All day conferences can be long, and much like this post, needed to be split into two parts. The lunch break still had some panels. The only one I caught in full was entitled “Brand New Rules”, which had Emily Steel (Wall Street Journal), Doug Jaegar (ADC and The Happy Corp), Paul Taylor (Diageo), Maria Virachnos (Peep Insights) and Paul Worthington (Wolf Olins). It got pretty interesting as they delved into the dynamics of client and agency relationships, with Taylor speaking to the client perspective and Jaegar retorting from the agency one.
The afternoon officially kicked off with the New Idea Agencies panel, which brought together Danielle Sacks (Fast Company), Bart Haney (Fuse), Carl Johnson (Anomaly), and Ben Malbon (BBH Labs)). They got into the pursuit of intellectual property by forward-thinking agencies and the motivations behind this movement to do so. Anomaly was basically founded on this principle of making their own products and services to launch directly to market rather than through their clients. All of the companies in the panel still continue to have traditional client relationships, while pursuing their own creative IP. Carl Johnson really hit a lot of great points. He discussed how they are creating joint ventures to be able to work on everything from licensing, strategy, design and communications. Some of the reasons for this being, “You can’t be fired from a client if you are the client” and “I was sick of the years of sitting in the same meetings that after ten minutes I knew the outcome, but would have to sit in for two hours.”

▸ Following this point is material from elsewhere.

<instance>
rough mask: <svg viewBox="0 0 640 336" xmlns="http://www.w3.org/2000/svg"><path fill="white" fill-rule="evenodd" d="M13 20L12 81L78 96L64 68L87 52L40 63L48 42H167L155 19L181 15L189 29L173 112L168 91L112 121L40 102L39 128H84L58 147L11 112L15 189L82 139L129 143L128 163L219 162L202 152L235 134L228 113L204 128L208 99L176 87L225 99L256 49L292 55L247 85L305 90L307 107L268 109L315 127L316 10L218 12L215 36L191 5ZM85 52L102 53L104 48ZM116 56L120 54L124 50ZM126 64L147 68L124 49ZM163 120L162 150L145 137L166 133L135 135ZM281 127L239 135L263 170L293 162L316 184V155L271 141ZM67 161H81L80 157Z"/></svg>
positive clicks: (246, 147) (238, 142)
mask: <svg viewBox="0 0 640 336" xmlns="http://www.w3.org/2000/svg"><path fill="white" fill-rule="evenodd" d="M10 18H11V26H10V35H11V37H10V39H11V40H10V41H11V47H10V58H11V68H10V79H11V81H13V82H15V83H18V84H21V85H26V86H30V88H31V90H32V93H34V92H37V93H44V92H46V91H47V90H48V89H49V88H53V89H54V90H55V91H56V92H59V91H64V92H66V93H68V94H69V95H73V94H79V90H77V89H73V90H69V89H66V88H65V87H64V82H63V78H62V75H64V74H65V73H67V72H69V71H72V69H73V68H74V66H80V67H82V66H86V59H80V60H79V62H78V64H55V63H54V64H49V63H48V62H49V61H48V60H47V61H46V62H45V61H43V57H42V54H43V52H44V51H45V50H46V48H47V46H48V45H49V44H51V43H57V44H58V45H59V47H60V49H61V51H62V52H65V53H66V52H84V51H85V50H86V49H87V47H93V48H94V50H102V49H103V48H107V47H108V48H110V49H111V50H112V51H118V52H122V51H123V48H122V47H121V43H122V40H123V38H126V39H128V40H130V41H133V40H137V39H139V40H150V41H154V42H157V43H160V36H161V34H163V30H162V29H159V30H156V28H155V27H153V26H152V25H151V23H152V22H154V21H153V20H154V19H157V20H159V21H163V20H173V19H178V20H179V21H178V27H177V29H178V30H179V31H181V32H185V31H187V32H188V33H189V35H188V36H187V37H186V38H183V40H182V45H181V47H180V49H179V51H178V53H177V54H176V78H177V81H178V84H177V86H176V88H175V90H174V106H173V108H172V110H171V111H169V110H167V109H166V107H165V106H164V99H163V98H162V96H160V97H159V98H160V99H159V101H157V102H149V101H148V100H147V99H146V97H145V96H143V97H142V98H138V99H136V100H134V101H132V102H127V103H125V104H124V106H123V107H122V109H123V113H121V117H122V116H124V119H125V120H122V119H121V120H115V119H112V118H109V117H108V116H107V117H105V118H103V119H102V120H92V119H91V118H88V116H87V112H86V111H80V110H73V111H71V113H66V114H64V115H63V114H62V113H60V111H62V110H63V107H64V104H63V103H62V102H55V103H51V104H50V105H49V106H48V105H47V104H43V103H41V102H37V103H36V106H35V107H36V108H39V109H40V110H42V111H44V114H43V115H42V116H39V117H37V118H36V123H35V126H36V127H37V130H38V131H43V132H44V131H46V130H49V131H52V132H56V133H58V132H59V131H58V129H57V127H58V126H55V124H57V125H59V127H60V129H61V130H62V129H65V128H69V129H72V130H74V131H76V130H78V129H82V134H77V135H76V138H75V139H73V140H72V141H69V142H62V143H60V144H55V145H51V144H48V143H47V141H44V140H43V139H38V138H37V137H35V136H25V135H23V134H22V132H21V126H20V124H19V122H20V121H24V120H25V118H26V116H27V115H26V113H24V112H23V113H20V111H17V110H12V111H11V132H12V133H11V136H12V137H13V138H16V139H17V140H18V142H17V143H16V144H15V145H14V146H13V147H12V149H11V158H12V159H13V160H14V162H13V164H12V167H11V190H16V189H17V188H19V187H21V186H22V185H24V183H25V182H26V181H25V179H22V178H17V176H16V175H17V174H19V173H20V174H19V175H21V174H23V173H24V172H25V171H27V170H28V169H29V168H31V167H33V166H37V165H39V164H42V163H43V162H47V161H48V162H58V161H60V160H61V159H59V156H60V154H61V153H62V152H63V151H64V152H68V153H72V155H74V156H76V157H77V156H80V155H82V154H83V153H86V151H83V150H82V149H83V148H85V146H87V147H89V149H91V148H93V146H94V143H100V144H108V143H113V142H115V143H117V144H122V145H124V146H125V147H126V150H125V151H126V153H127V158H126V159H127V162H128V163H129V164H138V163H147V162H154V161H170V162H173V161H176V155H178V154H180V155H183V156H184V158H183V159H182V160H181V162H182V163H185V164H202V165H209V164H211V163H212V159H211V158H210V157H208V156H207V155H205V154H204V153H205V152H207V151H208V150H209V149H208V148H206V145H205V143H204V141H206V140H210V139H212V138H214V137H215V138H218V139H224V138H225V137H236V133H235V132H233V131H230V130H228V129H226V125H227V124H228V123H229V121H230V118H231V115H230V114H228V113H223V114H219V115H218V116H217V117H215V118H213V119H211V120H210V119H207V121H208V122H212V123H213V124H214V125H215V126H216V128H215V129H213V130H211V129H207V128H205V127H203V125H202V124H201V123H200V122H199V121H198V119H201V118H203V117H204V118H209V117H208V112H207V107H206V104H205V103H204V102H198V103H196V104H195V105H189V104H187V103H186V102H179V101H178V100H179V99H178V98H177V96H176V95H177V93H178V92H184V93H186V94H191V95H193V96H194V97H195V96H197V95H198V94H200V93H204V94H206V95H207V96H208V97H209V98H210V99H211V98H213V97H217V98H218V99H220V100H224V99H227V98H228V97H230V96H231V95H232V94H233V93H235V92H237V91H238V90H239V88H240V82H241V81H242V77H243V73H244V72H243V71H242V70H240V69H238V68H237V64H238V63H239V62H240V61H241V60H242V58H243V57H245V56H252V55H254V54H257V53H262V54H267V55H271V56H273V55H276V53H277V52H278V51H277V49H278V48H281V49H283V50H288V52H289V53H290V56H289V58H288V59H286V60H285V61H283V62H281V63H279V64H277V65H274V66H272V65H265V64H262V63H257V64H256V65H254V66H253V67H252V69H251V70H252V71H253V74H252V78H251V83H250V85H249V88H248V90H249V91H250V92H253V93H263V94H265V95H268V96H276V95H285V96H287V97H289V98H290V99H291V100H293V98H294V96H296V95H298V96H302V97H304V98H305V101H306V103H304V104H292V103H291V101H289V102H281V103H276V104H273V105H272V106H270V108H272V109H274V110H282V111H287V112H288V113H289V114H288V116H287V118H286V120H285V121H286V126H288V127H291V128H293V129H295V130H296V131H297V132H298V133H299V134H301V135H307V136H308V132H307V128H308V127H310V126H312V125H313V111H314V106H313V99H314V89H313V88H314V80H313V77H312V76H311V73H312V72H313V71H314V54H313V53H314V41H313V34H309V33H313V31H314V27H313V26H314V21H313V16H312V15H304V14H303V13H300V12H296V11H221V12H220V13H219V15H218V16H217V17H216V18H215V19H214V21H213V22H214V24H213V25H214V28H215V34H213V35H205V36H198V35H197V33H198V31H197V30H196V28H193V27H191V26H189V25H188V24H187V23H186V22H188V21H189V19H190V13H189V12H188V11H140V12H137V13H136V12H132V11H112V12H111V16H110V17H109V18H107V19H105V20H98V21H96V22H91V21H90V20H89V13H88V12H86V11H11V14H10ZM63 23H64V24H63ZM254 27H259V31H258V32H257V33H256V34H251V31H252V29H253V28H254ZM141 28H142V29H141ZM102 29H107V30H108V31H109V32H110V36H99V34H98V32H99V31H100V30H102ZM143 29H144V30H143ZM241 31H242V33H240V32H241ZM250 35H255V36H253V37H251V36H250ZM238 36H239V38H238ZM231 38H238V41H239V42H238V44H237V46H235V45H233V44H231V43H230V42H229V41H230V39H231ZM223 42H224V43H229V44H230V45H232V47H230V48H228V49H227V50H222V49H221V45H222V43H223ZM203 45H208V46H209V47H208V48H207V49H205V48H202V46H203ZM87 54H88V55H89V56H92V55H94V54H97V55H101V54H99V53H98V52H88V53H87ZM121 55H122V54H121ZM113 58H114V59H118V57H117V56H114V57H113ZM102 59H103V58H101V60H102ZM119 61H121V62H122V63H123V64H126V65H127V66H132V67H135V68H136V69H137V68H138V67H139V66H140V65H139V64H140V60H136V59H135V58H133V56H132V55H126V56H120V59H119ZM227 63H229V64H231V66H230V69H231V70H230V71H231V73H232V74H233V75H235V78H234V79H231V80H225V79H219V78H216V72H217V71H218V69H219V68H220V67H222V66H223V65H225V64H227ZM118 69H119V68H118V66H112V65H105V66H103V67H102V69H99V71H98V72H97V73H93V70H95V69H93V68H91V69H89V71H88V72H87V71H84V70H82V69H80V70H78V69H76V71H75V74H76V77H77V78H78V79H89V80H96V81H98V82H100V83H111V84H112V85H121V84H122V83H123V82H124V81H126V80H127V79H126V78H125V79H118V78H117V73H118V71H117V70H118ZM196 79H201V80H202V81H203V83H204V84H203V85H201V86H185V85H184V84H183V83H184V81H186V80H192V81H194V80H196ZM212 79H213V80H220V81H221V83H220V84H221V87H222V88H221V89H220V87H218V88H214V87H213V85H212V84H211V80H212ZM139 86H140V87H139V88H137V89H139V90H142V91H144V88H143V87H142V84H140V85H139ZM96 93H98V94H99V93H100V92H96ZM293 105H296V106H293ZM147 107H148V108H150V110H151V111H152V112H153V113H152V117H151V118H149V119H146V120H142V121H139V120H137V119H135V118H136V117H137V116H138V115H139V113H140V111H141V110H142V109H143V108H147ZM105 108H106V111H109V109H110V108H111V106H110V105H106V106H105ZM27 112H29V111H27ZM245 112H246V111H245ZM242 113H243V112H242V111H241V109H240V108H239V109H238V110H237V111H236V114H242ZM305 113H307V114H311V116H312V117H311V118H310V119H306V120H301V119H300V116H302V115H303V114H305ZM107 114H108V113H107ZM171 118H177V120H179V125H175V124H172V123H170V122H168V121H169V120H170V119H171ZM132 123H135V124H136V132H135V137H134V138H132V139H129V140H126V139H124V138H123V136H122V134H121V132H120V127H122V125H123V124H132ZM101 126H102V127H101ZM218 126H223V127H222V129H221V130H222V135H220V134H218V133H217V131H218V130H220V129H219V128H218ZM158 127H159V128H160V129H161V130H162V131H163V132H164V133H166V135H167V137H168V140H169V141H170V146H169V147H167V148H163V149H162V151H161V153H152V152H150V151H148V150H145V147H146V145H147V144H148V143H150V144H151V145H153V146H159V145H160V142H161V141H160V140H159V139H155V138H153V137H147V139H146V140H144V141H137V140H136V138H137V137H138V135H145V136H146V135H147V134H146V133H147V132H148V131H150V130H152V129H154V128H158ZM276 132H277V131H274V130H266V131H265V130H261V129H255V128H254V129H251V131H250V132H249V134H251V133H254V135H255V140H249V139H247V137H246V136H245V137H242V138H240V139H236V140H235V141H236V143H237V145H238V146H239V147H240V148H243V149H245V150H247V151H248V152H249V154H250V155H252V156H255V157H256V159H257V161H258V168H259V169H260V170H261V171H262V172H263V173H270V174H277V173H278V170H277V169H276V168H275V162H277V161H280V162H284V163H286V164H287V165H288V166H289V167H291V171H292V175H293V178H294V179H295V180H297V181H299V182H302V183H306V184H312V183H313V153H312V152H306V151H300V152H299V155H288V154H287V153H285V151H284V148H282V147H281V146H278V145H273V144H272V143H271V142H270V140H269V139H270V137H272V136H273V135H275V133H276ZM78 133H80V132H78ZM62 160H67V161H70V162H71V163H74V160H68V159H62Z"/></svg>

The New Idea Agencies panel really struck a chord with me, as I’m a huge proponent of traditional agency models evolving their business model this way. It makes sense. We work long hours and make huge personal sacrifices for clients who typically move onto another agency after a campaign or two. Why not replicate the same succes that we make for clients, for ourselves?
This of course comes with challenges. BBH discussed how they had to learn the hard way about the legalities involved in product development, testing and research to put a product to market. All the companies stressed they have lost a ton of money. All though equally expressed how much they enjoyed the ownership to be able to execute or sell the idea, how much better agencies this made them for their traditional client relationships, and maybe put it best by saying “We don’t want to own many things. We’d rather have 40% of a success than 100% of the failure.”
The last couple panels were interesting. I really commend PSFK for putting together such a diverse group of speakers that touch on an array of industries. Edward Felsenthal discussed his work at The Daily Beast, which is actually one of my favorite news aggregators. He was in print journalism for over 20 years and has recently shifted to digital media. Another panel had Scott Heiferman who started Meetup and Avner Ronen from Boxee, discussing open source and open communities.
The conference concluded with Marc and Sara Schiller from the Wooster Collective. If you have never checked out their site before, you must, because the exploration they are doing of art in public space is pretty great. They have archived hundreds of thousands of street art images for pure viewing pleasure.